Belle's worlds collide on occasion, and they do so harmoniously. At concerts, she still performs the mainstream songs that made her a star. Belle can do so, she notes, because neither they, nor she, was salacious.
"I sing the pop and R&B and then I go into the gospel," she says. "What ends up happening, always, is that the gospel makes more of an impression on the people than the songs they came to hear. People say, 'I came to hear "Make It Like It Was" and "Baby Come to Me," but I really love what you're doing now.' That's the job of gospel music. It's supposed to make a difference. It's supposed to challenge you as a person, to make you step up, to make you better."
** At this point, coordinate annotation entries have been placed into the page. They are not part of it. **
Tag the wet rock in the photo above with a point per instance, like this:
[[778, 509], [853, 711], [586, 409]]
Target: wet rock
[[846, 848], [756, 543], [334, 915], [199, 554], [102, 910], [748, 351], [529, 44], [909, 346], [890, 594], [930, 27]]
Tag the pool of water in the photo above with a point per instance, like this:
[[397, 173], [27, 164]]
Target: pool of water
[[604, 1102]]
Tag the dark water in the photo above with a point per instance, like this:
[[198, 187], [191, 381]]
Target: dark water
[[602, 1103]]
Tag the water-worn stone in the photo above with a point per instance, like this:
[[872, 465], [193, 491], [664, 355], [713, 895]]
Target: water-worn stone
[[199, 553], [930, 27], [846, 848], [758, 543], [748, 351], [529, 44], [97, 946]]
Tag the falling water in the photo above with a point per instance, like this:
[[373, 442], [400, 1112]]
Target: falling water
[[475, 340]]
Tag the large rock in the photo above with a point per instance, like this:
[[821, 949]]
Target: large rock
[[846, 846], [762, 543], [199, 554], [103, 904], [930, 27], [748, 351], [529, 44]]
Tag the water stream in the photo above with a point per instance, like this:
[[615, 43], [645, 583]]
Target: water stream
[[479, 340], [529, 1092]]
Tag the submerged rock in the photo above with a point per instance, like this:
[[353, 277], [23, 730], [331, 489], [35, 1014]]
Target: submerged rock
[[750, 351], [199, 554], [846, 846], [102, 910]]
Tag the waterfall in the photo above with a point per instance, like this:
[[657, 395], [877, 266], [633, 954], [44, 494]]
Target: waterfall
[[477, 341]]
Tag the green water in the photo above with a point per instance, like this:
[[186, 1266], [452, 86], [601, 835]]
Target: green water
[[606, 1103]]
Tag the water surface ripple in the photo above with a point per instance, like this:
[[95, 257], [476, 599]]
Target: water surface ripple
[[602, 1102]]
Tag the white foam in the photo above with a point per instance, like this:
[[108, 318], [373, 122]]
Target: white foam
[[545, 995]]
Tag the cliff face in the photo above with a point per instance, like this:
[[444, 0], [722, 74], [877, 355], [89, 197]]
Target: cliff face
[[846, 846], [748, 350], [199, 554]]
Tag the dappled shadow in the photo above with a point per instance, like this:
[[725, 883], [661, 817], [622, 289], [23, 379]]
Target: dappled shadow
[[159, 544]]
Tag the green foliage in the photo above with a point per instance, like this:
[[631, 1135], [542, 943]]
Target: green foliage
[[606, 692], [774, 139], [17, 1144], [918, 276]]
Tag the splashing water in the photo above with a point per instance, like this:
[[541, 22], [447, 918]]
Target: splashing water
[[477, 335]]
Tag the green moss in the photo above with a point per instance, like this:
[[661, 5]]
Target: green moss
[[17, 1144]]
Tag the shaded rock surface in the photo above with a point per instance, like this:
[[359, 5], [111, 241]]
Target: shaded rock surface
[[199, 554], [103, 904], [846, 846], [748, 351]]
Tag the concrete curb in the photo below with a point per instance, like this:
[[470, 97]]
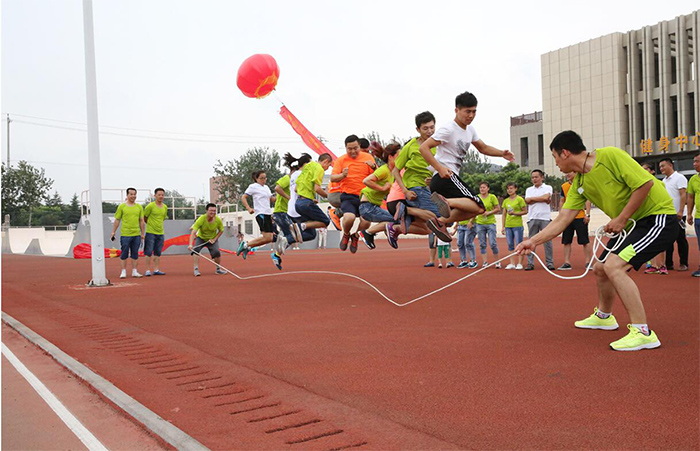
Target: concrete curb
[[154, 423]]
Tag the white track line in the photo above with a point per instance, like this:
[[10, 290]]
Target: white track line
[[63, 413]]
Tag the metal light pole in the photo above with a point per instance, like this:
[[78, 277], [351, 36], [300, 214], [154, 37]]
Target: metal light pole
[[99, 278]]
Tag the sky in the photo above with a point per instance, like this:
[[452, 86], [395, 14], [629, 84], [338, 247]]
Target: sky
[[168, 103]]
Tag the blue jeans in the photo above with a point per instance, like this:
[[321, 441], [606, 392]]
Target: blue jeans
[[465, 243], [422, 200], [514, 236], [130, 245], [153, 244], [483, 230], [374, 213]]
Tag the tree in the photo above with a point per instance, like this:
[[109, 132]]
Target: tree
[[24, 188], [234, 176]]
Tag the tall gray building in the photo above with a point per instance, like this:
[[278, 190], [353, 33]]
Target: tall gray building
[[637, 91]]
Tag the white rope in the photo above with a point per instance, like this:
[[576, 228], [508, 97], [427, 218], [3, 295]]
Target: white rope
[[598, 242]]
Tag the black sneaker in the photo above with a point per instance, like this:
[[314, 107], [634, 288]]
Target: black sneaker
[[368, 238]]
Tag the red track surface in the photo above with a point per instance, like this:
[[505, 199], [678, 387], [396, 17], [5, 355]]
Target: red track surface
[[491, 363]]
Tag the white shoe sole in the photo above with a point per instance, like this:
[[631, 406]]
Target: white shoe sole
[[615, 327], [653, 345]]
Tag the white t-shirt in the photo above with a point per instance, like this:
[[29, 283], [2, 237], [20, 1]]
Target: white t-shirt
[[261, 195], [674, 183], [454, 143], [291, 209], [539, 210]]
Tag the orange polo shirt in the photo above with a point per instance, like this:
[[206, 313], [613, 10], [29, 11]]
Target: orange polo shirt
[[358, 169]]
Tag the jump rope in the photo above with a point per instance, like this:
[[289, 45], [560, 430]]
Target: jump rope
[[597, 244]]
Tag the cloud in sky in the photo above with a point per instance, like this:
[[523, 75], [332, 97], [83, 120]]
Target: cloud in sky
[[350, 67]]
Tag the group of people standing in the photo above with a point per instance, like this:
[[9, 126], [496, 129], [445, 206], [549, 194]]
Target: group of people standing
[[428, 196]]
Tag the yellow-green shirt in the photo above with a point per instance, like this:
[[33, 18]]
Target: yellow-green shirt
[[517, 205], [311, 175], [207, 230], [384, 176], [694, 188], [281, 203], [416, 166], [130, 217], [490, 203], [610, 183], [155, 215]]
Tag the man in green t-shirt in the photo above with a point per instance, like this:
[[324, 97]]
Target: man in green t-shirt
[[486, 223], [694, 201], [623, 190], [206, 231], [130, 215], [155, 214]]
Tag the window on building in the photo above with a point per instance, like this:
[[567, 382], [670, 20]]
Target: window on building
[[674, 60], [524, 153], [657, 119], [691, 104], [674, 118], [657, 68], [640, 67]]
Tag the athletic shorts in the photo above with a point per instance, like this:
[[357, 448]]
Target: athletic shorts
[[153, 244], [200, 244], [265, 223], [334, 199], [651, 236], [350, 203], [581, 228], [391, 206], [452, 188], [375, 213]]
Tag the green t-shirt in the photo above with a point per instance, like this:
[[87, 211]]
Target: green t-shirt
[[130, 216], [384, 176], [490, 203], [416, 166], [610, 183], [155, 215], [518, 205], [694, 188], [281, 203], [311, 174], [207, 230]]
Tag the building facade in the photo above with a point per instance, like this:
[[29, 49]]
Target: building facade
[[637, 91]]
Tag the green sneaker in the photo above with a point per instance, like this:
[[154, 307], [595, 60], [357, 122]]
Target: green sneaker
[[636, 340], [596, 322]]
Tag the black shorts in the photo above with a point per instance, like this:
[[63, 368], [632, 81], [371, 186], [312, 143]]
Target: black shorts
[[452, 188], [581, 229], [391, 206], [265, 223], [350, 203], [651, 236]]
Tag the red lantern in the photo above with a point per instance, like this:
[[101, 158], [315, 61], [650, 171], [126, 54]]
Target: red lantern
[[258, 75]]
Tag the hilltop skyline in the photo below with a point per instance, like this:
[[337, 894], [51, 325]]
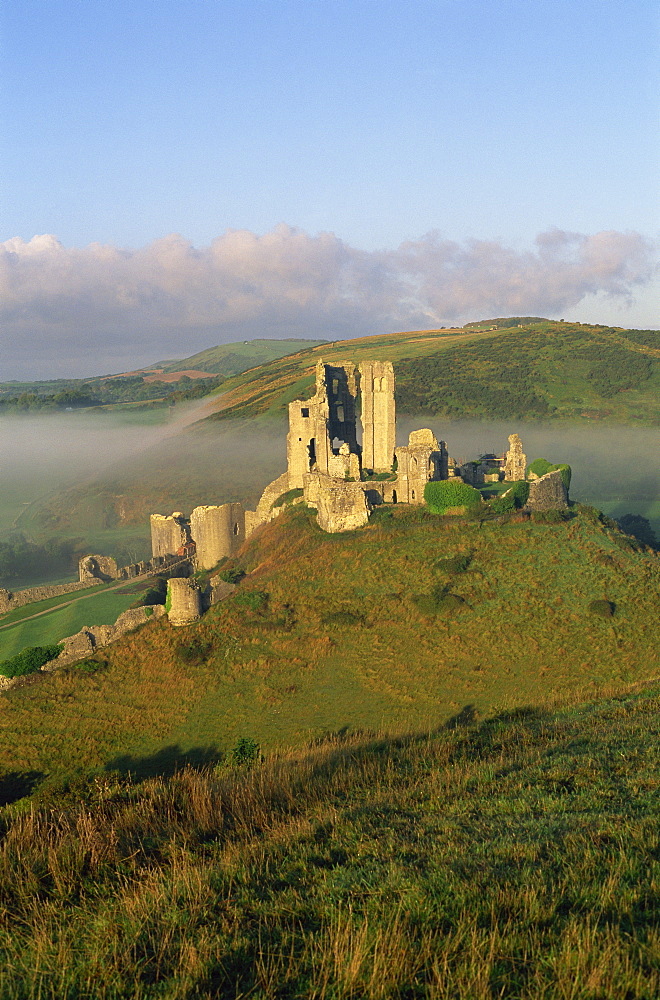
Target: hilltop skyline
[[332, 169]]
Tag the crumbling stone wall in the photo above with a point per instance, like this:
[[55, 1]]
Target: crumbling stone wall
[[94, 637], [515, 461], [316, 423], [217, 531], [424, 459], [341, 506], [95, 567], [184, 601], [378, 415], [169, 533], [17, 599], [548, 493]]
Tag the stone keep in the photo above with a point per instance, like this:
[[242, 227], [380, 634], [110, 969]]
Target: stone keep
[[184, 601], [316, 424], [168, 533], [378, 415], [341, 506], [548, 493], [217, 531], [515, 461]]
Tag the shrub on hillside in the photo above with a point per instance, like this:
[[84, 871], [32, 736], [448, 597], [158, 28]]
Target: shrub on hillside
[[639, 527], [195, 652], [454, 564], [449, 494], [549, 516], [602, 609], [232, 575], [541, 467], [253, 600], [29, 660], [157, 594]]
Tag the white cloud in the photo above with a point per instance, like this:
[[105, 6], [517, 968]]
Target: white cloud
[[101, 308]]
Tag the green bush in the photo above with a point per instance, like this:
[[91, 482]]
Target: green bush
[[540, 466], [502, 505], [603, 609], [31, 659], [448, 493], [195, 652], [232, 575], [343, 616], [246, 753], [157, 594], [286, 498]]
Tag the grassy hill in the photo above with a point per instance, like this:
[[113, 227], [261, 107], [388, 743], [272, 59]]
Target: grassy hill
[[515, 858], [400, 625], [543, 370], [556, 374], [508, 847], [231, 359]]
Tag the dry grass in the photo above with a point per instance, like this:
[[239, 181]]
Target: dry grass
[[517, 858]]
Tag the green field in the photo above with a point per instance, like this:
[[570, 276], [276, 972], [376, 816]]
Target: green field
[[82, 608], [515, 857], [349, 637]]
Local fans will have their chance to hear and see Belle in person when she takes to the stage at bergenPAC on Sept. 15. She'll open that night for Morris Day and the Time. Mention the bergenPAC show to Belle and – for all her experience and stage savvy, and even with God on her shoulder – it elicits a surprising, charming and deeply human nervous energy from her.
"I have to be honest with you," she says. "This is the scary part, and people may not understand it. I perform for people all over the world, but whenever I go home it's scary because people there know you. You always want to do a great show, and you're scared that something may not go right.
"So going home...it's going to be wonderful," Belle concludes. "But it's going to be nerve-wracking at the same time."
Remembering Her Roots
There are some places I absolutely have to go when I'm home," Regina Belle says. "Englewood has changed quite a bit, but there are still some of the places around from when I was a little girl. Crispy Crust Pizza Shop, on Palisade Avenue, is where I used to eat pizza almost every day. I've got to go by there. The bagel shop on Engle Street; I used to go there in the morning before school. It's still there after all these years. So, whenever I'm back, I get my pizza and my bagel, and I'm looking forward to that."